I was at a horse expo watching a trainer crack a bull whip over a horse’s head. She first warned the audience to cover their ears because the crack was going to be loud. The horse couldn’t cover his ears, and he couldn’t get away. Over and over again she cracked the whip around his body. Each time you could see his belly tighten. You know the expression tied up in knots. That’s how this horse was clearly feeling.
This isn’t training. This is learned helplessness.

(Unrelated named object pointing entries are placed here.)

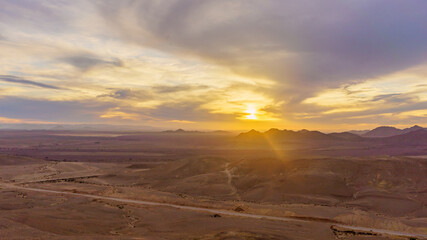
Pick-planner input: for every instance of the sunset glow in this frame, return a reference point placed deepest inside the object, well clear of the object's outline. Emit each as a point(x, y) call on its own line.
point(147, 63)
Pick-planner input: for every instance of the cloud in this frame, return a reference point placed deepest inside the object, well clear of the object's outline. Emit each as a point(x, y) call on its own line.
point(15, 79)
point(317, 43)
point(177, 88)
point(85, 62)
point(57, 111)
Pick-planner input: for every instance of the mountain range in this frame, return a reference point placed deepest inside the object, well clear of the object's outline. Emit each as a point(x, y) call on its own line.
point(415, 135)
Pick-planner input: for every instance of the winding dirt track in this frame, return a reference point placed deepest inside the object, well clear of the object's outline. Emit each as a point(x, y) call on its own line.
point(219, 211)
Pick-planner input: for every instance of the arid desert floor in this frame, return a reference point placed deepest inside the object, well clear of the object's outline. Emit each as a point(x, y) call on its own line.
point(62, 186)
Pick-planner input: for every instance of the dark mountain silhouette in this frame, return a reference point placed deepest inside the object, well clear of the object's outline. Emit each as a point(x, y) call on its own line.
point(412, 138)
point(286, 136)
point(347, 136)
point(387, 131)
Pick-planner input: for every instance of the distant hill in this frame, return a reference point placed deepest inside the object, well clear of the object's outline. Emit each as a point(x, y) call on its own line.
point(387, 131)
point(412, 138)
point(347, 136)
point(286, 136)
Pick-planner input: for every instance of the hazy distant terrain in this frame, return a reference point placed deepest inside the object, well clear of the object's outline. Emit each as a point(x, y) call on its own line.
point(323, 185)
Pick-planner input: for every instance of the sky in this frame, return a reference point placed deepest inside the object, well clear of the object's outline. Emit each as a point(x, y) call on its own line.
point(214, 64)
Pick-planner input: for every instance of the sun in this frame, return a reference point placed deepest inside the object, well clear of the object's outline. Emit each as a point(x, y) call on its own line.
point(251, 114)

We know about learned helplessness from some terrible laboratory experiments that were done with dogs. The dogs were restrained in harnesses and given electric shocks through electrodes attached to their foot pads. For the experiment two dogs were yoked together. The first dog could stop the shocks by pressing a lever which also stopped the shocks the second dog was receiving. The second dog could not stop the shocks through it’s own actions.

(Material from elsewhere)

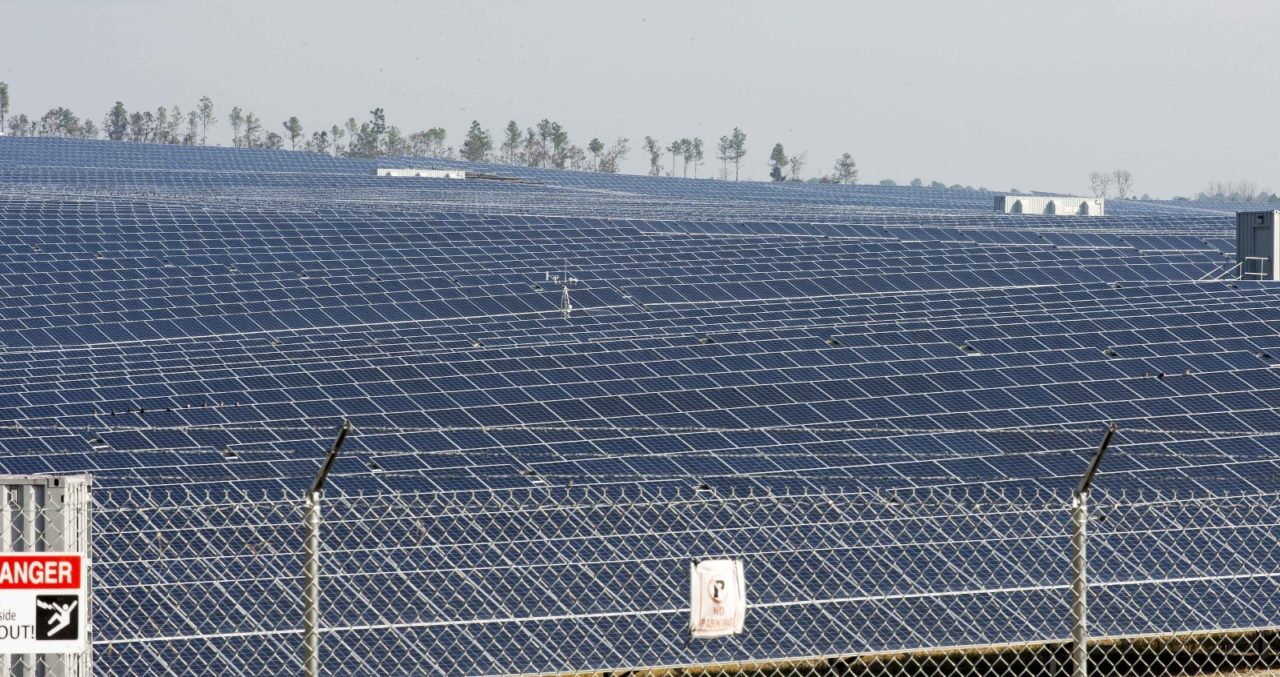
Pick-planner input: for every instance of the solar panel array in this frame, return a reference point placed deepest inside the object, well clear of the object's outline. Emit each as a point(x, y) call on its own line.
point(204, 318)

In the second half of the experiment the dogs were placed in a room with a barrier down the center. The floor they were on had electric wires running through it. Again the dogs were shocked. The dogs that had learned that they could control the shocks jumped over the divider and escaped. The dogs that had not been able to control the shocks made no attempt to jump out.
Nothing was restraining them. They could have jumped across the partition to the safety of the other side, but instead they just curled up in a ball and took the shocks. Learned helplessness. They didn’t believe any more that they could escape.

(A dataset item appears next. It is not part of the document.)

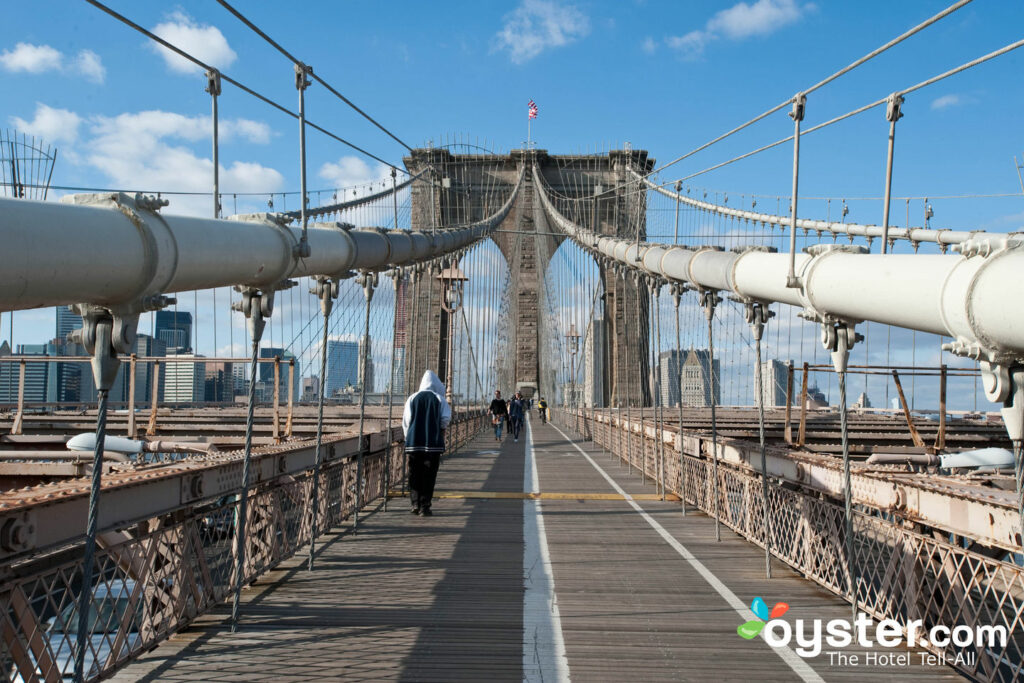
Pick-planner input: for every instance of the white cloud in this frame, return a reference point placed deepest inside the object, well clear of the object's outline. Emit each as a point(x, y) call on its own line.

Is this what we want for our horses? The trainer with the bull whip had a benign intent. This horse was pushy and tended to spook. The trainer wanted to be sure the horse was safe for the owner to be around.
Safety does always come first – but that has to mean for BOTH the horse and the handler. The trainer continued to crack the bull whip around this horse. I don’t know how long it continued. I left to find the show management to get it stopped and to issue a complaint.
I know if I push against you, you will push back against me. And I know that we will not all make the same training choices. There are many in the clicker training community who want to avoid the use of leads and any use of pressure. But pressure and release of pressure is our riding language so I’ve made it part of clicker training. I want the horses to learn how to use the information that pressure provides in a constructive way. I want it to mean not do it or else, but follow the hints the pressure is offering and you’ll get to your reinforcer faster. How we teach changes how it is perceived.
We all make different choices. We all draw our lines at different points. People who are exploring coercive, force-based training methods want good things for their horses. They see that the end results can look very light. They see that horses can be responsive. They are afraid of the dangerous behaviors they are dealing with, and they are looking for solutions that work.
I don’t want to push against these good intentions, or the exploration that each of us goes through as we sort out how we want to train. But at some point we all need to remember that it is more than okay, it is our responsibility to stand up for our horses. We are their voice. When we see methods that cross the lines of safe training, we need to be able to move past the words the trainers are using to describe what they are doing and see what is really going on.
Peregrine is a crossover horse. That means he didn’t start out with clicker training. We began with the training methods that were being taught within the general horse community. I learned how to say “now here this! This is what you are to do.” And he learned to say “No, I can’t! I won’t” Instead of getting tougher, I learned to be smarter. Together we found a way to say “Let’s do this together.”
Happy 30th Birthday Peregrine. Thank you for the gift of true partnership you have given me.